Bon reprenons tout à zéro. Tu es là au Gousset, donc tu es bien… Si, si tu es bien. Tu joues au billard et tu aimes ça. En face, une jeune fille dont la beauté nargue même l’imagination la plus débridée n’arrête pas de te faire de l’oeil… Parfaitement qu’elle te fait de l’oeil ! Oui c’est clair, elle me veut. Alors cool Opolo, cool. Tu laisses la jeune fille gagner la partie, ensuite tu lui proposes de venir prendre un dernier verre chez toi, et là tu rafles la mise. Tu la rafles, tu la rafles et tu la rafles. Recto-verso, tu la rafles. Dans des postures impossibles, tu la rafles. Jusqu’au lendemain midi tapant, tu la rafles. C’est pas un beau plan ça, mon Opolo ? Y’a pas plus beau plan que ça. Arrête donc de paniquer. Je ne panique plus mais Dany a peur, et je n’aime pas la voir comme ça. Toujours souriante, toujours prête à rendre service. Ne l’a-t-on pas surnommée L’Assistante sociale ? Le bruit de la queue percutant la boule… la boule blanche tournait sur elle-même, au milieu de la table à présent vide.
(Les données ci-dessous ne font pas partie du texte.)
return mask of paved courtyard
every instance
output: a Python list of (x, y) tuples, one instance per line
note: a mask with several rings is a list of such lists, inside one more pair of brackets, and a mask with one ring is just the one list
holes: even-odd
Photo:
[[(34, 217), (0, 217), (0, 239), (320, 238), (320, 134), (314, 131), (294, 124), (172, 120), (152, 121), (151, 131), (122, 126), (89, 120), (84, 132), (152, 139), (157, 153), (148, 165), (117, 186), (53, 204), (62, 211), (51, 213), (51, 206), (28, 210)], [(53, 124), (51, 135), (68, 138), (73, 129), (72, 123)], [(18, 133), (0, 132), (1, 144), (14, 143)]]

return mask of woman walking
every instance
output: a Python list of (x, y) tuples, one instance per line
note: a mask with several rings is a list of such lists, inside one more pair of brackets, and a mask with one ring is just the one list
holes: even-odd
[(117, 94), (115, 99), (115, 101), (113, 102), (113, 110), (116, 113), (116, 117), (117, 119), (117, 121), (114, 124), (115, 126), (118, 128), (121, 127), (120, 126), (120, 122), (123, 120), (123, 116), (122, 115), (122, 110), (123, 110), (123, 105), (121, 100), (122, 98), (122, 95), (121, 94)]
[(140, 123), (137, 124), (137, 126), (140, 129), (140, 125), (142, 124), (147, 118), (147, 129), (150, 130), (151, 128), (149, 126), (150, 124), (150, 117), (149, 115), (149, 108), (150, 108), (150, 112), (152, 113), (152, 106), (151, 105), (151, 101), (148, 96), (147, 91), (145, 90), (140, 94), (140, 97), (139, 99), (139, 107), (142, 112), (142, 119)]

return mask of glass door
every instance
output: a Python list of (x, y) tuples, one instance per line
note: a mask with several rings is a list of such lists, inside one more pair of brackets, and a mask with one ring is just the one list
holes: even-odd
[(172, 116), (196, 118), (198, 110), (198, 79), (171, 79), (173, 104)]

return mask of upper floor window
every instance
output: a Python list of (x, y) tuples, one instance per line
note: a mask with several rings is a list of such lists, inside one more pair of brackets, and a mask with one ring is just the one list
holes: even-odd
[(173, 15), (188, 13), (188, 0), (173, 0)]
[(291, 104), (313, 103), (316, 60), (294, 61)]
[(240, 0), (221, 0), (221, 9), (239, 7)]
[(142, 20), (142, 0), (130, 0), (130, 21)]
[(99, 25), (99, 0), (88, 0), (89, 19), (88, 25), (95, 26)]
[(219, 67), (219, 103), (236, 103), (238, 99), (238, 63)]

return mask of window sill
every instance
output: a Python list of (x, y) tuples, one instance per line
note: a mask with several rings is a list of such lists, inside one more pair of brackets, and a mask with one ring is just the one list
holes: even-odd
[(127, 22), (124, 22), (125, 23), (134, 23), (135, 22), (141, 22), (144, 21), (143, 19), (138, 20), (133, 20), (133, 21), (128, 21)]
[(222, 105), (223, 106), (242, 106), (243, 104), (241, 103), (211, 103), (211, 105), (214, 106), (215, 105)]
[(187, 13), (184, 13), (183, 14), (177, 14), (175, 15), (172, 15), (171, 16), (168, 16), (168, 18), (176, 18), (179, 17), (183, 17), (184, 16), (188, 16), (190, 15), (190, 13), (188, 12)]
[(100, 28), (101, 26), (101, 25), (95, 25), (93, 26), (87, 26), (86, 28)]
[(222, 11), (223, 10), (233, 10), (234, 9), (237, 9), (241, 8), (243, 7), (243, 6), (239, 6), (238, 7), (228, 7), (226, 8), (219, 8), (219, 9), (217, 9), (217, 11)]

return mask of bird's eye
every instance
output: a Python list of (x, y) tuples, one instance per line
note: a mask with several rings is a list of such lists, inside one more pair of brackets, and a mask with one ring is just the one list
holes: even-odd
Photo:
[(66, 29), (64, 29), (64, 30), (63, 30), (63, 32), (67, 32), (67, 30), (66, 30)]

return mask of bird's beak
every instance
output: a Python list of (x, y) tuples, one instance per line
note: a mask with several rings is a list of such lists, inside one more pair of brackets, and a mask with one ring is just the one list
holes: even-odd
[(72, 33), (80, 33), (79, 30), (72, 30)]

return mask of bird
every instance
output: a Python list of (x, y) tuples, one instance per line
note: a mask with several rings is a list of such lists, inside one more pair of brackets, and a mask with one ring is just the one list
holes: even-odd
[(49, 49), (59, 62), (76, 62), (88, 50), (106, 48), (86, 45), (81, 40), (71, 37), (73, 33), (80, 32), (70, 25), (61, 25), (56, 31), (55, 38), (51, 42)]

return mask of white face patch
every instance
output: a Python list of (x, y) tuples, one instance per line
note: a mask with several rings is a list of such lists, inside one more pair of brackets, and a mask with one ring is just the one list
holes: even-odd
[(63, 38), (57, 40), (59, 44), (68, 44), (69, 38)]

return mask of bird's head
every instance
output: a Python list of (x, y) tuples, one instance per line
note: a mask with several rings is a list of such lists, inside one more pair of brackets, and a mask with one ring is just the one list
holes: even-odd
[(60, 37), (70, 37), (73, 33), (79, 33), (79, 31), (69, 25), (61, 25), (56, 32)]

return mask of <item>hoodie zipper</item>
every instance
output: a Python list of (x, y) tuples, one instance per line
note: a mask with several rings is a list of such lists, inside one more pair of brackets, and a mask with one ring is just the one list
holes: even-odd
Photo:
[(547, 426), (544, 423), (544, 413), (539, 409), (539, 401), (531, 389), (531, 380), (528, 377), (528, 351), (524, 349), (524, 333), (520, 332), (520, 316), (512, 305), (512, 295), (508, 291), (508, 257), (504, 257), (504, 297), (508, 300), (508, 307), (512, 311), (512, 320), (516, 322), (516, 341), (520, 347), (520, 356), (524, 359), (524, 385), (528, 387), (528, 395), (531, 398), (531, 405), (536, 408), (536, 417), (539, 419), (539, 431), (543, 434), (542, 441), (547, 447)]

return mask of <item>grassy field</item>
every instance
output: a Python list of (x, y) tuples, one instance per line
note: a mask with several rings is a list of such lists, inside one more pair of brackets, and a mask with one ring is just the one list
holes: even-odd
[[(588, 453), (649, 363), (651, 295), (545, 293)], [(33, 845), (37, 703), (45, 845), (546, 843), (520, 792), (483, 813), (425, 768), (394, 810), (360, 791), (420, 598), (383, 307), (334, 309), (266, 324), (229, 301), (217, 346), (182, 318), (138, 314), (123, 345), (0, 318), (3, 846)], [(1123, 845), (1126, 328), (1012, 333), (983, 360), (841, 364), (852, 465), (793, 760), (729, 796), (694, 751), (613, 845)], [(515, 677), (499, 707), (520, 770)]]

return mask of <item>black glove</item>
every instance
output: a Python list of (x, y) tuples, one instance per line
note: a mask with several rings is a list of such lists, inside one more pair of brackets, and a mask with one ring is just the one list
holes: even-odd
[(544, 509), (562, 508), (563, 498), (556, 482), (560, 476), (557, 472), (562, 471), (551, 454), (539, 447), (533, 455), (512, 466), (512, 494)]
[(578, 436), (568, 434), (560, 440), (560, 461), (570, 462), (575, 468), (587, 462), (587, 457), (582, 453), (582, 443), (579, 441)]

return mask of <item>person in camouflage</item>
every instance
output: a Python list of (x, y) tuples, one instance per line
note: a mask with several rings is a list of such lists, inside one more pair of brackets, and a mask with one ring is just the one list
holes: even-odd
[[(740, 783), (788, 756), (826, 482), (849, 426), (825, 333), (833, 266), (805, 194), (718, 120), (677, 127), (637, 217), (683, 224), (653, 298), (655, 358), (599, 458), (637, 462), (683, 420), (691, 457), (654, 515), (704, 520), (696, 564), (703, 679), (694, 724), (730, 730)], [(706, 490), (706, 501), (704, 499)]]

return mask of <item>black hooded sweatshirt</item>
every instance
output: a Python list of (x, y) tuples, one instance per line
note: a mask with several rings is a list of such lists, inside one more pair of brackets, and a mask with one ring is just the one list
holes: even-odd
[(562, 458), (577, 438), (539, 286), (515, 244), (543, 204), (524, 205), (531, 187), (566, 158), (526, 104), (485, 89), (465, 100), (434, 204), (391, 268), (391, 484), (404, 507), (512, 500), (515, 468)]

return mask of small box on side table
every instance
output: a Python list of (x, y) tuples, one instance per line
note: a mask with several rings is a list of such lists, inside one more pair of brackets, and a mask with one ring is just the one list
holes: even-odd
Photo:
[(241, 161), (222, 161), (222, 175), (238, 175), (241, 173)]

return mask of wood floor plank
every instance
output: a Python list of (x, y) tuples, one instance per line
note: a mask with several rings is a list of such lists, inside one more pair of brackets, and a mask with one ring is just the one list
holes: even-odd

La jeune fille : Voilà, c’est fait. Elle se dirige vers le comptoir. Elle sort un billet de banque d’un gousset qui lui sert de porte-monnaie et le tend à Dany. Je prends également l’addition de mon charmant vaincu sur mon compte. Dany lui rend la monnaie qu’elle glisse dans le gousset. La jeune fille se tourne vers Opolo encore estomaqué au bord du billard. Viens prendre un dernier verre chez moi.
Opolo bafouille : Qui ? Moi ?
La jeune fille avec un sourire maternel : Et qui d’autre ? A cette heure de la nuit où l’invisible bourgeonne aux cimes de la vie, il n’y a que toi et moi à jouer au billard au Gousset. Alors dépêche-toi, je t’attends.
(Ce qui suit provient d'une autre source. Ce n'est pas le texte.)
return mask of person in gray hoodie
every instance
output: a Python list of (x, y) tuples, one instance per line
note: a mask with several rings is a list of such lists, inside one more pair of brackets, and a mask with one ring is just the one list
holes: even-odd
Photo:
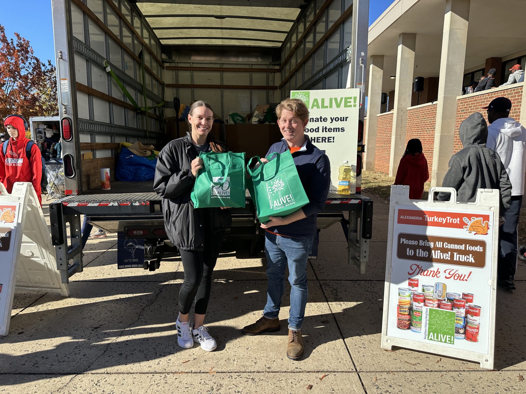
[[(468, 117), (460, 129), (463, 148), (449, 160), (442, 185), (457, 190), (457, 201), (474, 202), (479, 189), (496, 189), (500, 191), (499, 215), (510, 208), (511, 183), (500, 158), (494, 151), (486, 147), (488, 123), (480, 112)], [(449, 200), (449, 193), (439, 193), (440, 201)]]
[(526, 129), (510, 117), (511, 101), (507, 97), (497, 97), (488, 110), (488, 142), (500, 157), (511, 182), (510, 209), (504, 214), (505, 222), (499, 232), (498, 283), (508, 290), (515, 289), (514, 276), (517, 264), (517, 226), (524, 190), (526, 172)]
[(521, 78), (522, 78), (522, 80), (524, 80), (524, 70), (522, 69), (522, 66), (520, 64), (516, 64), (511, 68), (510, 69), (510, 71), (512, 71), (511, 74), (510, 74), (510, 76), (508, 78), (508, 82), (505, 82), (501, 86), (506, 86), (509, 85), (513, 85), (513, 84), (518, 84), (520, 82)]

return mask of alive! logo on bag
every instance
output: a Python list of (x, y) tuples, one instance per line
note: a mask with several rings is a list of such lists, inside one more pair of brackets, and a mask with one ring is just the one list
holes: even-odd
[(285, 173), (267, 182), (266, 186), (270, 209), (282, 209), (296, 204)]
[[(214, 182), (223, 182), (222, 177), (213, 177), (212, 180)], [(230, 177), (227, 177), (226, 180), (220, 185), (215, 185), (210, 182), (212, 189), (211, 198), (213, 199), (228, 199), (230, 198)]]

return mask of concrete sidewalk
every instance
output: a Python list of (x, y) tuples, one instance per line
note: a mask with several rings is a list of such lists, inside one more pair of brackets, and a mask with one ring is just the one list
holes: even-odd
[(175, 327), (180, 259), (163, 261), (154, 273), (117, 270), (114, 234), (88, 241), (84, 272), (72, 277), (69, 297), (15, 293), (9, 335), (0, 337), (0, 392), (526, 392), (524, 265), (515, 293), (498, 294), (499, 370), (380, 348), (388, 205), (375, 200), (365, 275), (347, 264), (341, 227), (321, 233), (319, 258), (308, 268), (301, 360), (286, 355), (288, 283), (281, 330), (241, 333), (266, 301), (264, 260), (221, 255), (206, 321), (218, 348), (183, 349)]

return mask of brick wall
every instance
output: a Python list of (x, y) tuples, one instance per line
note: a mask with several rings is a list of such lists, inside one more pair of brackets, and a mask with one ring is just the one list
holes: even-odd
[(425, 104), (434, 101), (438, 98), (438, 77), (429, 77), (424, 79), (424, 90), (420, 92), (413, 92), (411, 97), (411, 106)]
[(484, 115), (488, 121), (486, 110), (482, 109), (496, 97), (508, 97), (511, 100), (512, 107), (510, 117), (517, 121), (520, 121), (521, 103), (522, 98), (522, 84), (510, 85), (508, 88), (491, 89), (482, 93), (474, 93), (462, 96), (457, 101), (457, 121), (455, 125), (455, 138), (453, 143), (453, 152), (456, 153), (462, 149), (462, 142), (459, 137), (460, 123), (468, 116), (474, 112), (479, 112)]
[(484, 66), (484, 75), (488, 75), (490, 68), (497, 69), (495, 74), (495, 86), (499, 86), (502, 82), (501, 81), (502, 74), (502, 58), (489, 57), (486, 59), (486, 64)]
[(389, 173), (392, 128), (392, 112), (378, 117), (378, 126), (376, 129), (376, 150), (375, 155), (375, 171)]
[(387, 95), (387, 112), (394, 108), (394, 91), (391, 90)]
[(436, 104), (412, 108), (407, 111), (406, 143), (412, 138), (418, 138), (422, 141), (423, 153), (428, 161), (430, 176), (433, 165), (433, 149), (436, 122)]

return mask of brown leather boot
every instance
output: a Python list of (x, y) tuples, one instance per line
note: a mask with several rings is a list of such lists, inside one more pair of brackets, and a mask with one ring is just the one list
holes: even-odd
[(287, 357), (291, 360), (299, 360), (303, 356), (303, 338), (301, 330), (289, 330), (289, 342), (287, 346)]
[(280, 328), (279, 319), (277, 317), (267, 319), (265, 316), (261, 316), (255, 323), (244, 327), (242, 331), (247, 335), (259, 335), (266, 331), (271, 333), (279, 331)]

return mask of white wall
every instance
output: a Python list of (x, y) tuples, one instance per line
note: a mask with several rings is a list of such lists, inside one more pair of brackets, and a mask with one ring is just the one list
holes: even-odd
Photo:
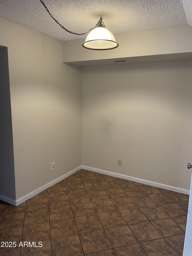
[(2, 18), (0, 45), (8, 50), (17, 199), (81, 164), (81, 73), (62, 63), (61, 41)]
[(192, 71), (191, 62), (84, 68), (82, 164), (189, 189)]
La jeune fille enfile son blouson noir et blanc puis sort du Gousset. Opolo enfile sa veste et lui emboîte le pas.
Dany à l’Enchanteur : Edgar, dis-le lui !
L’Enchanteur retenant Opolo : Elle n’est pas ce que tu crois.
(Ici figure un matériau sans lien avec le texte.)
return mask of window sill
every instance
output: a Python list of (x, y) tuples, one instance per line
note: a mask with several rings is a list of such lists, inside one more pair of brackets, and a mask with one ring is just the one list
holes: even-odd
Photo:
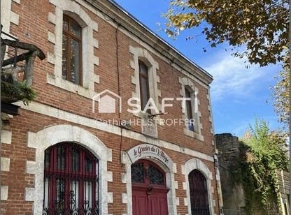
[(94, 91), (88, 88), (75, 84), (69, 81), (62, 79), (62, 77), (56, 77), (55, 75), (48, 73), (46, 82), (50, 84), (90, 99), (92, 99), (95, 94)]
[[(150, 119), (149, 116), (150, 114), (148, 113), (144, 112), (139, 112), (138, 113), (134, 113), (133, 114), (134, 116), (136, 116), (136, 117), (143, 119)], [(161, 119), (161, 118), (159, 118), (159, 116), (157, 116), (155, 117), (155, 121), (157, 123), (157, 125), (161, 126), (164, 126), (164, 121)]]
[(186, 128), (184, 128), (184, 134), (189, 137), (198, 139), (201, 141), (204, 141), (204, 138), (201, 134), (190, 131), (189, 129)]

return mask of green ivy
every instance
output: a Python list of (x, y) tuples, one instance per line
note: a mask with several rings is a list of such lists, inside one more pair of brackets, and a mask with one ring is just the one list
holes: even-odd
[(28, 86), (26, 81), (13, 81), (8, 82), (1, 81), (1, 101), (13, 103), (22, 101), (25, 105), (36, 97), (36, 93)]
[(257, 214), (260, 209), (261, 214), (272, 214), (272, 209), (281, 209), (276, 170), (288, 170), (286, 138), (280, 131), (270, 132), (263, 120), (256, 120), (250, 130), (230, 172), (233, 182), (243, 186), (247, 214)]

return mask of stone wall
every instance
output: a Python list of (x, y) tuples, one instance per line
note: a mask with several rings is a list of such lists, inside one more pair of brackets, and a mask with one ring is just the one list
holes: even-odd
[(219, 170), (225, 215), (246, 214), (245, 195), (241, 184), (233, 185), (229, 170), (239, 158), (239, 142), (230, 133), (215, 135), (218, 150)]

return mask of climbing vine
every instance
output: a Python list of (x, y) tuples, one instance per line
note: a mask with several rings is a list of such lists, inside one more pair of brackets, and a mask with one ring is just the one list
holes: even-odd
[(231, 168), (234, 182), (243, 186), (248, 214), (280, 210), (276, 171), (288, 170), (287, 153), (283, 133), (270, 132), (264, 121), (250, 126), (248, 137), (240, 142), (240, 158)]

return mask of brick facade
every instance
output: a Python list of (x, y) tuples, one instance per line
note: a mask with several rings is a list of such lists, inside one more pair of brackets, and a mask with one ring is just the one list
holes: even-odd
[[(1, 214), (40, 214), (36, 212), (37, 207), (42, 205), (37, 201), (42, 201), (42, 195), (37, 191), (41, 188), (39, 186), (41, 178), (38, 176), (42, 173), (39, 172), (41, 163), (38, 162), (41, 160), (38, 151), (41, 157), (45, 149), (42, 146), (49, 146), (43, 141), (51, 141), (50, 144), (57, 143), (54, 140), (60, 142), (83, 140), (92, 144), (94, 141), (99, 141), (102, 147), (107, 149), (107, 151), (104, 151), (106, 154), (104, 160), (100, 157), (104, 163), (101, 172), (106, 175), (102, 179), (104, 186), (99, 188), (107, 189), (101, 196), (104, 198), (101, 200), (101, 214), (131, 214), (131, 196), (128, 193), (131, 184), (127, 175), (130, 162), (125, 161), (128, 159), (127, 151), (142, 143), (159, 147), (173, 161), (173, 169), (169, 175), (172, 177), (169, 179), (171, 186), (168, 187), (171, 193), (168, 196), (169, 214), (189, 214), (185, 174), (192, 170), (191, 166), (187, 170), (185, 169), (186, 163), (191, 159), (196, 163), (196, 168), (208, 172), (211, 211), (213, 214), (219, 214), (222, 202), (218, 198), (219, 175), (218, 178), (213, 159), (215, 150), (209, 99), (208, 85), (212, 80), (210, 75), (108, 1), (4, 1), (10, 4), (10, 11), (6, 11), (6, 14), (9, 14), (11, 18), (2, 23), (4, 29), (8, 31), (6, 33), (21, 41), (37, 45), (46, 54), (46, 59), (43, 61), (36, 60), (34, 63), (32, 87), (37, 92), (37, 98), (29, 106), (18, 103), (22, 105), (20, 115), (13, 117), (9, 125), (3, 128)], [(87, 34), (83, 34), (87, 43), (83, 47), (83, 54), (87, 57), (83, 59), (85, 74), (83, 87), (62, 80), (58, 73), (62, 68), (59, 61), (62, 60), (59, 56), (62, 20), (59, 19), (66, 13), (77, 21), (82, 20), (84, 28), (87, 28)], [(9, 26), (8, 29), (5, 24)], [(129, 108), (127, 100), (133, 92), (136, 93), (136, 82), (133, 81), (134, 54), (130, 50), (131, 47), (140, 49), (144, 54), (143, 58), (150, 58), (157, 63), (156, 77), (152, 82), (157, 86), (155, 94), (159, 104), (162, 98), (181, 97), (182, 84), (179, 80), (184, 78), (192, 83), (199, 92), (199, 138), (185, 133), (184, 125), (168, 126), (162, 122), (162, 119), (183, 117), (181, 102), (178, 101), (173, 101), (172, 108), (166, 108), (167, 114), (157, 117), (159, 119), (155, 125), (156, 137), (143, 133), (144, 130), (139, 125), (125, 128), (104, 122), (112, 119), (134, 121), (141, 118), (139, 114), (126, 111)], [(92, 98), (106, 89), (121, 96), (121, 113), (92, 112)], [(66, 132), (62, 133), (59, 129)], [(83, 131), (96, 137), (98, 141), (90, 134), (87, 137), (73, 134), (77, 131), (83, 133)], [(58, 133), (58, 137), (48, 136), (54, 132)], [(86, 146), (85, 142), (79, 143)], [(99, 158), (99, 156), (96, 156)], [(162, 162), (156, 162), (163, 165)], [(37, 198), (39, 196), (41, 199), (34, 199), (35, 195), (39, 195)]]

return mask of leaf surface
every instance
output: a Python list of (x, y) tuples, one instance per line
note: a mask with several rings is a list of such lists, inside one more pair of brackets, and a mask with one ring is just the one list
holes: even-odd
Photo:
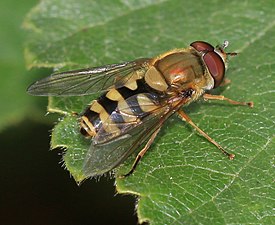
[[(176, 116), (164, 124), (133, 175), (117, 178), (119, 193), (138, 195), (139, 221), (150, 224), (272, 224), (274, 221), (275, 8), (265, 1), (41, 1), (27, 16), (29, 67), (83, 68), (152, 57), (195, 40), (229, 40), (236, 51), (220, 88), (255, 107), (199, 101), (185, 111), (226, 150), (230, 161)], [(66, 147), (76, 181), (90, 141), (77, 118), (95, 96), (51, 98), (67, 115), (52, 135)], [(129, 171), (134, 156), (117, 170)]]

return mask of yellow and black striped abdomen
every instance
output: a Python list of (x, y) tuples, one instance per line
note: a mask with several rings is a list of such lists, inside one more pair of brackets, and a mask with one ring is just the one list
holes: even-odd
[(124, 124), (140, 121), (158, 107), (159, 101), (160, 94), (143, 78), (112, 88), (84, 111), (80, 131), (86, 137), (94, 137), (99, 130), (117, 136)]

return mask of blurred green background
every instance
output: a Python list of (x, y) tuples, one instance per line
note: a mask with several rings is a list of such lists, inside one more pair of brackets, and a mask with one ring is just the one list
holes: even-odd
[(0, 224), (137, 224), (134, 197), (115, 195), (114, 180), (79, 187), (61, 167), (62, 151), (49, 151), (57, 117), (26, 88), (51, 71), (27, 71), (23, 57), (22, 22), (37, 2), (0, 2)]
La jeune fille réapparaît : Alors Opolo ?
Dany à la jeune fille : Celui-là, laissez-le tranquille ! Allez-vous en !
La jeune fille faussement suppliante : Juste un dernier verre chez moi, Opolo.
L’Enchanteur : Ne crois pas ce que tu vois.
La jeune fille : Eh bien tant pis ! Tu ne sauras donc jamais rien de tout ce que tu t’imagines que je pourrais te faire avec ces-lèvres-tu-as-envie-qu’elle-te-fasse-ça-avec. Sans compter les mille et une choses que je pourrais te faire avec ma langue. Parce que je sais en faire des choses de ma langue.
Elle ressort. Ses talons aiguilles résonnent sur l’asphalte. Elle s’en va. Le bruit de ses pas se transforment peu à peu en celui d’un cheval au galop. Opolo bouscule L’Enchanteur et se jette vers la sortie.
Opolo soudain figé sur le seuil du Gousset : Oh mon dieu !
Dany et L’Enchanteur le rejoignent. Un zèbre à quatre têtes dévale la rue des Combes.
Dany : Tu vois, c’est elle.
Opolo : La jeune fille ?
L’Enchanteur : Jamais personne n’a revu aucun de ses amants d’une nuit. C’est la première fois qu’elle rentre bredouille.
Opolo : Mais qui est-elle ?
L’Enchanteur : Trop long à expliquer. Trop compliqué. C’est aussi cela Le Gousset.
Le zèbre à quatre têtes avait disparu ; seule leur parvenait encore la musique de ses sabots qui s’éloignait pendant que de son sourire de celui qui en sait plus qu’il n’en dit, L’enchanteur illuminait la rue des Combes comme pour souligner l’absence de la jeune fille au gousset.